Day 4 is a new treat to me. I saw this recipe and had to try it. I must admit, until I made these yesterday, I have never eaten a piece of biscotti in all my life! To me they have always looked like a dried out, stale cookie. And I tend to go for the ooey-gooey-melty type of cookie. But these intrigued me, and with our bone-chilling weather (8 degrees last night!), having something to dunk into a hot drink just seemed to call my name.
And, it gave me a chance to try these: Hershey's Dark Chocolate Mint Truffle Kisses. Oh, my. They are a seasonal candy, so go snatch some up soon.
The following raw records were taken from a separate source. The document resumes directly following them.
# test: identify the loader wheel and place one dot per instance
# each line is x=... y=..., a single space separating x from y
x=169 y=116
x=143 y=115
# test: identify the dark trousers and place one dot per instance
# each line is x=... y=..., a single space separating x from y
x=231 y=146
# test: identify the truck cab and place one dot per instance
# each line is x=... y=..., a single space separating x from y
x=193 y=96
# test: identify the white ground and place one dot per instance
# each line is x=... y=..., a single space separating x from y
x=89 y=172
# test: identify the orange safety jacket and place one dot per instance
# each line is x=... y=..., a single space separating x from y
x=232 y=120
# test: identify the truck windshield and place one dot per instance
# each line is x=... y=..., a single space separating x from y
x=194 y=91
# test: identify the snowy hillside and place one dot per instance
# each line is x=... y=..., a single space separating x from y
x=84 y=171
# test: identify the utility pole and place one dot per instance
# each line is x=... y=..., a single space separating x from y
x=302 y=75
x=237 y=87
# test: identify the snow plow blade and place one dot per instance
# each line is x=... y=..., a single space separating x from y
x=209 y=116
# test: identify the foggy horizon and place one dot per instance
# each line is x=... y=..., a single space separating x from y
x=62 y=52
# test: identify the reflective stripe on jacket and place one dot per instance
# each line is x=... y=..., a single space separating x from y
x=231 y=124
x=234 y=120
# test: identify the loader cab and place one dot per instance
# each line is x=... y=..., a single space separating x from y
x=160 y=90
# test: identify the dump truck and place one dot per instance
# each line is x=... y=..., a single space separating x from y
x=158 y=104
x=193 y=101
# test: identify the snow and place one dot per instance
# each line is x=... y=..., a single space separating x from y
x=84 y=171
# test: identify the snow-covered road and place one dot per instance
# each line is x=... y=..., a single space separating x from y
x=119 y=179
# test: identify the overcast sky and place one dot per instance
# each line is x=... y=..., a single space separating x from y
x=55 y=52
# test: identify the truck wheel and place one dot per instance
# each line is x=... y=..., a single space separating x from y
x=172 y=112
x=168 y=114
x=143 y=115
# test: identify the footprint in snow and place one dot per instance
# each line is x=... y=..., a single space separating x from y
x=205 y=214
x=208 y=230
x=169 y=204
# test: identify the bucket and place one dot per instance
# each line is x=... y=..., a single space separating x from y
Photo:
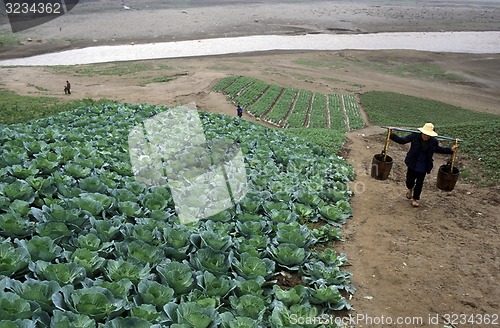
x=446 y=180
x=381 y=168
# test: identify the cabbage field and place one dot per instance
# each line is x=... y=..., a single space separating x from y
x=292 y=108
x=83 y=244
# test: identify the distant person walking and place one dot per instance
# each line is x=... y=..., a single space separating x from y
x=67 y=88
x=419 y=158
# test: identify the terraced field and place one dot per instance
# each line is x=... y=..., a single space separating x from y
x=292 y=108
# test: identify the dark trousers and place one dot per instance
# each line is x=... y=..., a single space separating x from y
x=415 y=181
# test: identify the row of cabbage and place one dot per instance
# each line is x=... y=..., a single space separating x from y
x=289 y=107
x=82 y=244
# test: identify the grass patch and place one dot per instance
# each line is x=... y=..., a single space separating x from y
x=480 y=132
x=15 y=108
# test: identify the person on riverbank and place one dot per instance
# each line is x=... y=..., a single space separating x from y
x=67 y=88
x=419 y=158
x=239 y=111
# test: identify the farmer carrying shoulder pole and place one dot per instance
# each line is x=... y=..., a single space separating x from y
x=419 y=158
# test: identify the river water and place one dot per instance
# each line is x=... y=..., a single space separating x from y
x=458 y=42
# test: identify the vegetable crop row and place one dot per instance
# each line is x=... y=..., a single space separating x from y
x=282 y=107
x=317 y=117
x=352 y=111
x=299 y=111
x=265 y=102
x=337 y=118
x=257 y=97
x=83 y=244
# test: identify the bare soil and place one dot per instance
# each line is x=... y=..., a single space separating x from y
x=437 y=259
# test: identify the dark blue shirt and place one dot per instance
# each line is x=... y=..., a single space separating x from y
x=419 y=157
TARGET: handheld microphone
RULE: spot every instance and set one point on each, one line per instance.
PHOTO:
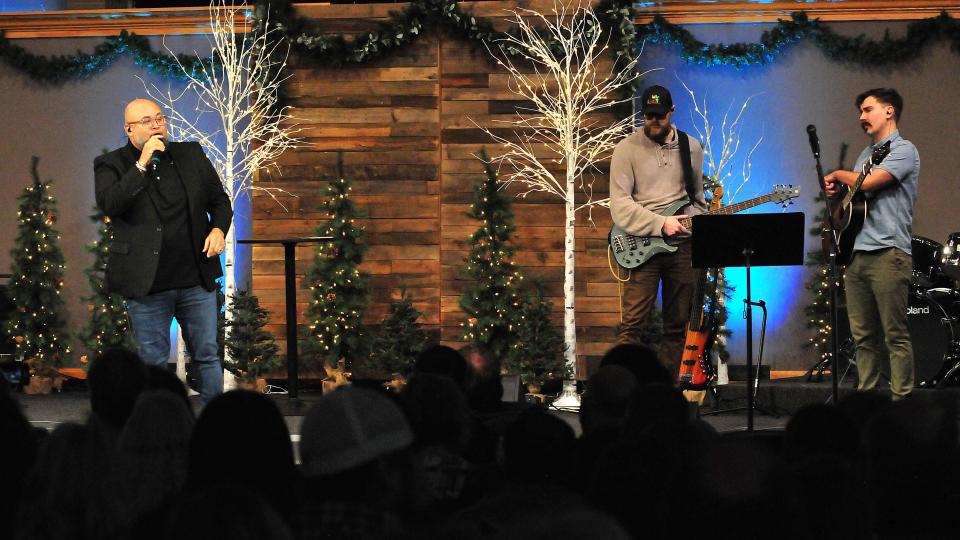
(155, 158)
(814, 140)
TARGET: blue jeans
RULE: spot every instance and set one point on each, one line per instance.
(195, 309)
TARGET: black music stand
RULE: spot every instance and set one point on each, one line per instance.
(748, 240)
(290, 288)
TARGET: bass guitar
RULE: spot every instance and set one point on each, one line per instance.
(633, 251)
(851, 212)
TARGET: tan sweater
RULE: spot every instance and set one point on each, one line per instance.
(646, 177)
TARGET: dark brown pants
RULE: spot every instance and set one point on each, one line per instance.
(640, 296)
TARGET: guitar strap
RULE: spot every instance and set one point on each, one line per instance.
(685, 161)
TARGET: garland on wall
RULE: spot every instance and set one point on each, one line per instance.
(58, 69)
(406, 25)
(858, 50)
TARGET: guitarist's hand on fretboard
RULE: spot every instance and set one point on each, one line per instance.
(832, 186)
(672, 225)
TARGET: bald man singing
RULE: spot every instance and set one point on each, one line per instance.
(169, 214)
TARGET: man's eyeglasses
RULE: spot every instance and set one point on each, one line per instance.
(148, 121)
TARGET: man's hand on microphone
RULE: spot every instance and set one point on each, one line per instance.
(214, 243)
(153, 144)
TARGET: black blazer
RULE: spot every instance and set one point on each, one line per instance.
(137, 236)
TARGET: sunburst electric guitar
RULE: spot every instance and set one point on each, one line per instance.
(633, 251)
(695, 369)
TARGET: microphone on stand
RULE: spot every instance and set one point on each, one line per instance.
(814, 140)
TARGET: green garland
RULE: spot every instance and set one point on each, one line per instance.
(406, 25)
(58, 69)
(858, 50)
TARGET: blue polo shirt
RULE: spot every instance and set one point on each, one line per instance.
(890, 209)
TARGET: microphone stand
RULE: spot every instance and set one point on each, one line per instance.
(833, 249)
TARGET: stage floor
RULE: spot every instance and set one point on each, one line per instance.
(778, 399)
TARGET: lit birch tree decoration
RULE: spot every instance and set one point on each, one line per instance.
(552, 62)
(721, 146)
(241, 88)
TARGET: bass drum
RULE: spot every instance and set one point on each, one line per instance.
(933, 331)
(950, 260)
(926, 262)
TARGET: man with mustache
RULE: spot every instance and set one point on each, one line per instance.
(649, 171)
(169, 215)
(877, 280)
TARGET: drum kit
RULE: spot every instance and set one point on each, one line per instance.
(933, 312)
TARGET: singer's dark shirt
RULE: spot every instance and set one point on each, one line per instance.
(177, 267)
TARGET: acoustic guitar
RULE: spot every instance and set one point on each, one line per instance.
(850, 213)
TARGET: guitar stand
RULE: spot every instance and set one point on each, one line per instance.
(847, 351)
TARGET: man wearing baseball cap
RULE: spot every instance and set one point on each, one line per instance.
(650, 170)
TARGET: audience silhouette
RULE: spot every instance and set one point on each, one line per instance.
(446, 458)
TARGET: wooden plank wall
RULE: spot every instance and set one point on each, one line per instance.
(405, 124)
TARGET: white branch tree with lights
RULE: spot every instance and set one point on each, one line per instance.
(241, 89)
(722, 147)
(721, 157)
(552, 62)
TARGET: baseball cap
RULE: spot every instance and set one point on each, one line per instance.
(656, 100)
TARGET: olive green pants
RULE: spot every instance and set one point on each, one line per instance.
(877, 285)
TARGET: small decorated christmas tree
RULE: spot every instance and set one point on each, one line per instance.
(108, 325)
(493, 304)
(338, 289)
(400, 340)
(818, 310)
(538, 350)
(36, 325)
(252, 349)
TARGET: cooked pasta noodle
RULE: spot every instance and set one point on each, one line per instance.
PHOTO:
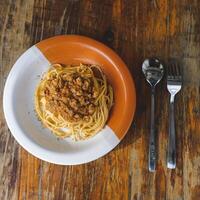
(74, 101)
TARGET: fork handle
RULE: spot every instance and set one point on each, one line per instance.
(152, 141)
(171, 155)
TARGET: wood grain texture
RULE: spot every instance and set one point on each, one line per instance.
(135, 30)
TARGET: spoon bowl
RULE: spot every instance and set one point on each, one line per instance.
(153, 71)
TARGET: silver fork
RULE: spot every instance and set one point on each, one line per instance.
(174, 83)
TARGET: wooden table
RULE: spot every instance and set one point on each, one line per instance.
(135, 30)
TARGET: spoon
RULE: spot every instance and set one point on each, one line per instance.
(153, 71)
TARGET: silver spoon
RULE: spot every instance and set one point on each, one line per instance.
(153, 71)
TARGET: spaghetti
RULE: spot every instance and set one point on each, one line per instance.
(74, 101)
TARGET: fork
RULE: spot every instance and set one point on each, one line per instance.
(174, 83)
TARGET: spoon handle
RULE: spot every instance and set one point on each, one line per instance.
(171, 154)
(152, 141)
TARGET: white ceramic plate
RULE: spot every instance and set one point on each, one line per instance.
(18, 104)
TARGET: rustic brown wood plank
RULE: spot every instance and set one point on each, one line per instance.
(135, 30)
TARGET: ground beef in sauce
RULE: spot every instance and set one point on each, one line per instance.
(72, 96)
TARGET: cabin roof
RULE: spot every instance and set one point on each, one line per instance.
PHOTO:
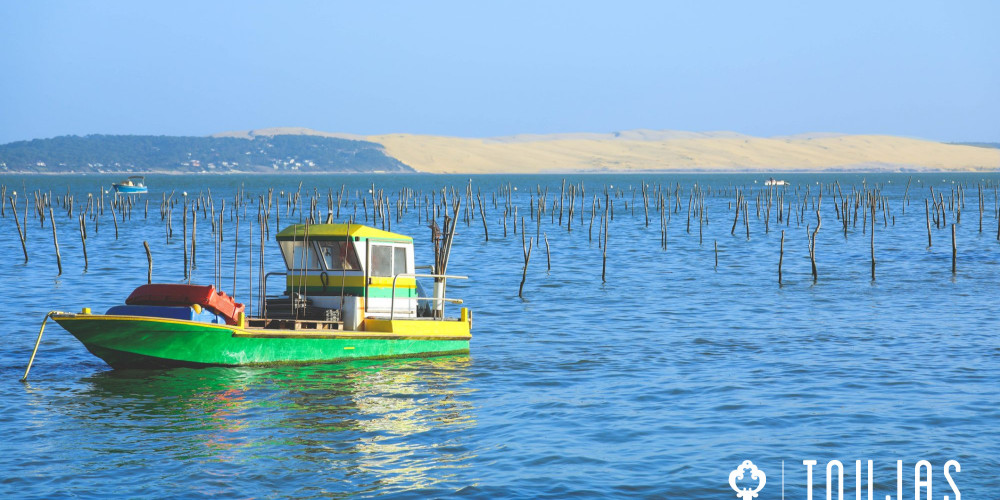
(337, 232)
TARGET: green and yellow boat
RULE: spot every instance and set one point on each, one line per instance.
(350, 293)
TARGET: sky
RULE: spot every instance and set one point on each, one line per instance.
(919, 69)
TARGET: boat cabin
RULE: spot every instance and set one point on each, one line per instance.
(351, 269)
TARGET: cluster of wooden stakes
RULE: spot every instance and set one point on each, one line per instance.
(661, 203)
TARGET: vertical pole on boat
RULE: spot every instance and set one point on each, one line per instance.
(149, 263)
(37, 342)
(20, 233)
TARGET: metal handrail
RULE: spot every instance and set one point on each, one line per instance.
(392, 307)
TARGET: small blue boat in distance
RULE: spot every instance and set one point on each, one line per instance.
(133, 185)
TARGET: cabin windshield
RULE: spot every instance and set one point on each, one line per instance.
(336, 255)
(388, 261)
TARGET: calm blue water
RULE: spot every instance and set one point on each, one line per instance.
(655, 384)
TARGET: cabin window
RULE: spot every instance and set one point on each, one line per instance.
(398, 260)
(381, 260)
(338, 256)
(296, 256)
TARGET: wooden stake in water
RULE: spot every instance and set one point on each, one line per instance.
(83, 241)
(149, 263)
(526, 251)
(781, 255)
(927, 214)
(55, 240)
(954, 250)
(24, 248)
(548, 258)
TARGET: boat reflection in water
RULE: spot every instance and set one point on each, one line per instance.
(360, 426)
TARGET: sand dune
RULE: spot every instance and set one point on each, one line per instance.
(653, 150)
(680, 152)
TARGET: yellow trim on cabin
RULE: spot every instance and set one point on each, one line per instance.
(420, 327)
(314, 280)
(340, 231)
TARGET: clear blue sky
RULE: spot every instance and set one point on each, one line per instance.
(477, 68)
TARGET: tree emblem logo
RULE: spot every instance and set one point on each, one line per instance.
(745, 493)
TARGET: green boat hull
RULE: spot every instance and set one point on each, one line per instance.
(141, 342)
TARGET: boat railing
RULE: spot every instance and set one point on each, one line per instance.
(443, 300)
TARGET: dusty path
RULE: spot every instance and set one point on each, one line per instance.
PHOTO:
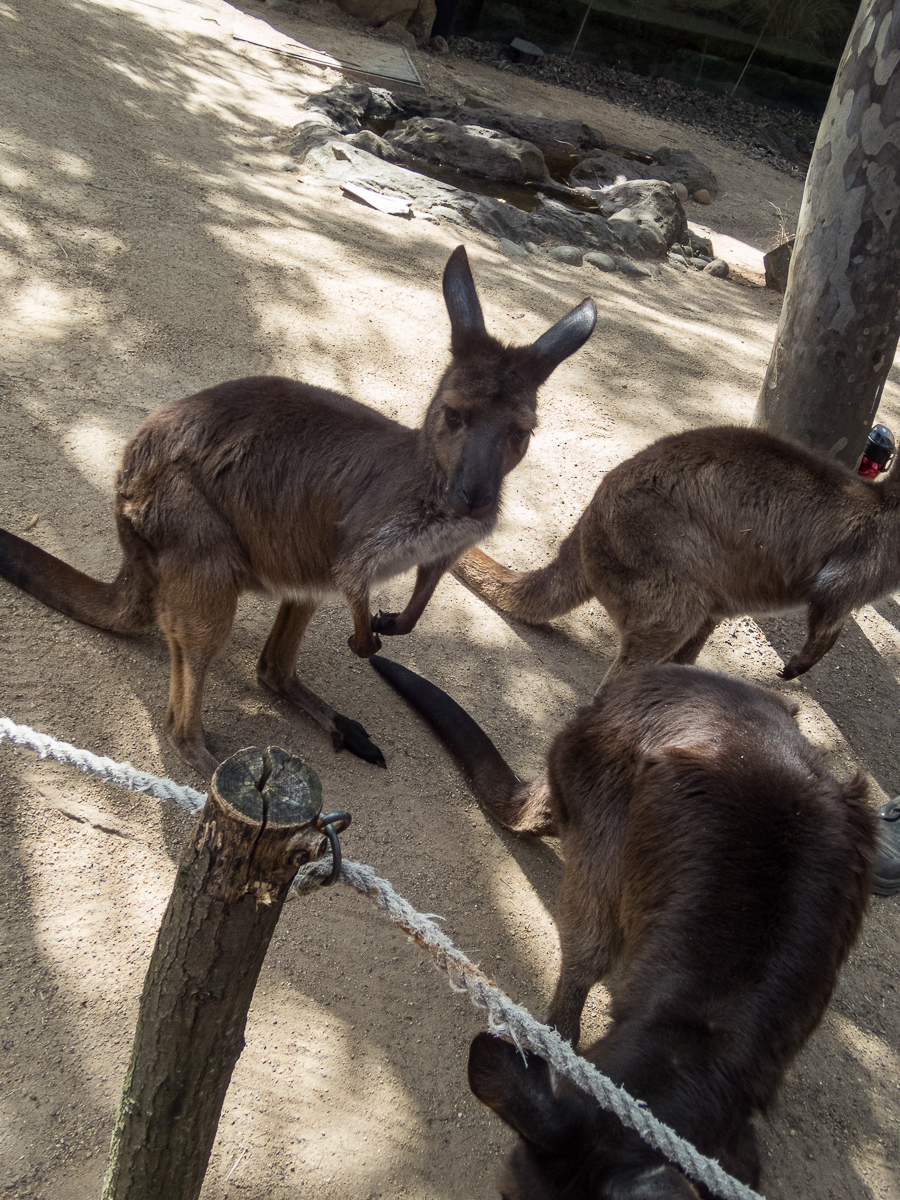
(151, 245)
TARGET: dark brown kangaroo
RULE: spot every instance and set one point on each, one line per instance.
(271, 485)
(717, 871)
(708, 525)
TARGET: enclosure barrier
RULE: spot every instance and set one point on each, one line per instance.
(505, 1018)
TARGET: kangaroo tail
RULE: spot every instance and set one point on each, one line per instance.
(123, 606)
(522, 808)
(533, 597)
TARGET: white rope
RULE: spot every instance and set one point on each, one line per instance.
(106, 768)
(505, 1017)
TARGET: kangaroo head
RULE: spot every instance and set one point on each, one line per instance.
(485, 409)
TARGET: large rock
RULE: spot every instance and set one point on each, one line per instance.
(683, 167)
(653, 208)
(603, 167)
(557, 141)
(471, 148)
(378, 12)
(349, 105)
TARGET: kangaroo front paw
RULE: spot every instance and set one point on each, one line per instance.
(793, 667)
(351, 736)
(364, 647)
(387, 623)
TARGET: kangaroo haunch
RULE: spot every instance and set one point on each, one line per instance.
(708, 525)
(717, 873)
(271, 485)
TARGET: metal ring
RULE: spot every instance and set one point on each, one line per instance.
(325, 823)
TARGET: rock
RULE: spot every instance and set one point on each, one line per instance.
(777, 264)
(629, 268)
(601, 168)
(421, 21)
(525, 52)
(312, 130)
(471, 148)
(601, 262)
(442, 210)
(718, 268)
(372, 144)
(557, 141)
(347, 106)
(571, 255)
(700, 245)
(396, 33)
(683, 167)
(651, 204)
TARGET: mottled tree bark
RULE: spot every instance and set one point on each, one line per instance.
(840, 318)
(257, 828)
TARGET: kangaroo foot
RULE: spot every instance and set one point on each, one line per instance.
(391, 624)
(795, 666)
(348, 735)
(196, 755)
(364, 647)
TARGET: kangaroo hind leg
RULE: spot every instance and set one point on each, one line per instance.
(823, 625)
(275, 671)
(196, 627)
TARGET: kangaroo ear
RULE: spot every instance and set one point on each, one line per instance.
(519, 1092)
(461, 299)
(563, 339)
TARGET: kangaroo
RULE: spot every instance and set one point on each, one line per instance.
(271, 485)
(708, 525)
(711, 861)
Mint green bag, and the kisses themselves are wrapped in green foil with white snowflakes. I love everything about them. The way they are dressed, the way they smell, they way they look so cute when you cut them in half, the way the taste, and the way they bake into yummy things. So Christmas-y!
And my first time with biscotti did not disappoint! It was too late last night to try it with something hot, so I dunked a piece in milk and it was...lovely. The kids loved it. I loved it. Brad would prefer I didn't bake it the second time, but I'm removing him from my statistical data and calling it a homerun. I never claimed to have scientific integrity.
So, here you have it for Day 4:
Mint Truffle Chocoholic Biscotti
1/2 cup butter
1 cup sugar
1 tsp. vanilla
2 1/2 cups flour
3/4 cup Hershey's Special Dark baking cocoa
1 TBSP baking powder
1/2 tsp. salt
1 1/2 cups chocolate chips
1 10-oz. bag Mint Truffle Kisses, each unwrapped and cut into half
With a mixer, combine softened butter and sugar. Beat until well-combined and fluffy. Beat in eggs and vanilla. Add in flour, cocoa, baking powder and salt. Stir in choclate chips and kisses. Mixture will be very stiff.
Now, line 2 rimmed baking sheets with parchment paper. Divide dough into two long logs, one on each baking sheet, about 1 inch thick and 3 inches wide. Press it until it's as even as you can get it. Bake at 375 for 30 minutes. Remove from oven and let cool 15 minutes.
With a serrated knife, carefully cut each log into slices about 1 inch thick. Place these slices onto parchment-lined baking sheets and bake for 15 more minutes. Remove from oven and let cool at least 20 minutes.
If you want to dress them up, you can melt a bit of white chocolate chips and drizzle it over the top, or dunk one end in the white chocolate. Sprinkle any colored sprinkle over the chocolate. To melt the white chocolate, place about 1/2 cup into a freezer-quality baggie. Microwave for 30 seconds and then knead to melt. If needed, continue melting in 15 second intervals. Snip a small hole in one corner of the baggie and pipe over the cooled biscotti.
These make great little gifts for neighbors or teachers...Beth's teacher is getting this little package this morning. Hopefully her coffee will still be hot!